A man who’s hired to dig up the bodies becomes one himself in this sly novella from Booker-winner John Banville’s alter ego Black (The Silver Swan, 2008, etc.).
John Glass used to be an honored journalist, but now that he’s just a rich woman’s husband, he’s in no position to accept his father-in-law’s invitation to write his biography. Since he’s in no position to offend “Big Bill” Mulholland either, he agrees, then turns around and asks researcher Dylan Riley to help unearth facts about Mulholland, the ex-CIA Cold Warrior who runs a cable corporation.
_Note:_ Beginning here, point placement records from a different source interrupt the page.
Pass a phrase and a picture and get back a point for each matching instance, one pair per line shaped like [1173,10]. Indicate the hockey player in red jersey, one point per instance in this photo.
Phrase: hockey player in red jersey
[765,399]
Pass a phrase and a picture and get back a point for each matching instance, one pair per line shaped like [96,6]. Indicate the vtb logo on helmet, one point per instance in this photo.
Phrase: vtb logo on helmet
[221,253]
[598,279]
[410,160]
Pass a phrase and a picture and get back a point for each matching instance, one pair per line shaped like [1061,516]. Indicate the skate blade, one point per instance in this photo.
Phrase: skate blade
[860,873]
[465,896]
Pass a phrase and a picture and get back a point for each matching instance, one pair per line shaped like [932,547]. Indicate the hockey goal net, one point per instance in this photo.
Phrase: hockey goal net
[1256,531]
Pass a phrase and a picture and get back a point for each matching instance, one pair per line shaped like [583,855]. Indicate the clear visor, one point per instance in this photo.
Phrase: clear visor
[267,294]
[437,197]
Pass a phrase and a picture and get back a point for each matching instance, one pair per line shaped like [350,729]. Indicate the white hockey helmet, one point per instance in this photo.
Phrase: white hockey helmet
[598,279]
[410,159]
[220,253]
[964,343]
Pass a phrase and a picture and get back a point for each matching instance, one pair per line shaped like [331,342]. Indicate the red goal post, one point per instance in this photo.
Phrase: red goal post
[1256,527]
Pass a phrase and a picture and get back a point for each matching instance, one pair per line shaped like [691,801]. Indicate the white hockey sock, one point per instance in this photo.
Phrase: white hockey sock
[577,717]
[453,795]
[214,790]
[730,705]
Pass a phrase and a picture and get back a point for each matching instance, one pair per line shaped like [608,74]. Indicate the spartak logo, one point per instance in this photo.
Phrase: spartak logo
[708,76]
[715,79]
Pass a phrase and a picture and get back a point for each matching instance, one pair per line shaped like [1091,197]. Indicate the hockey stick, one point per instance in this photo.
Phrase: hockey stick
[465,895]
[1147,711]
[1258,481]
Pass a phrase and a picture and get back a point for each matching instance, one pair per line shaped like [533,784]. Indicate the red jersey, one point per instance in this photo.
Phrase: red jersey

No sooner has the disconcerting young man agreed to help Glass out without letting his father-in-law know than he’s on the phone, insinuating that the family secret he’s discovered is worth half the hefty fee Mulholland is paying Glass. Before Glass can get over his initial panic—he’s certain that Riley has found out about Glass’s affair with painter Alison O’Keeffe—he’s getting an even more disturbing phone call from Captain Ambrose of the NYPD, who’s identified Glass’s number as the last one Riley called before he was shot to death. Glass’s petty adultery pales before the secret Riley actually discovered, one that will entangle Big Bill’s entire family before it’s finally laid to rest.
If the book’s big secret doesn’t quite live up to its press notices, Black’s prose is so mesmerizing—crisp, precise, alive with telling details—that you’ll enjoy every step in the trail that leads there.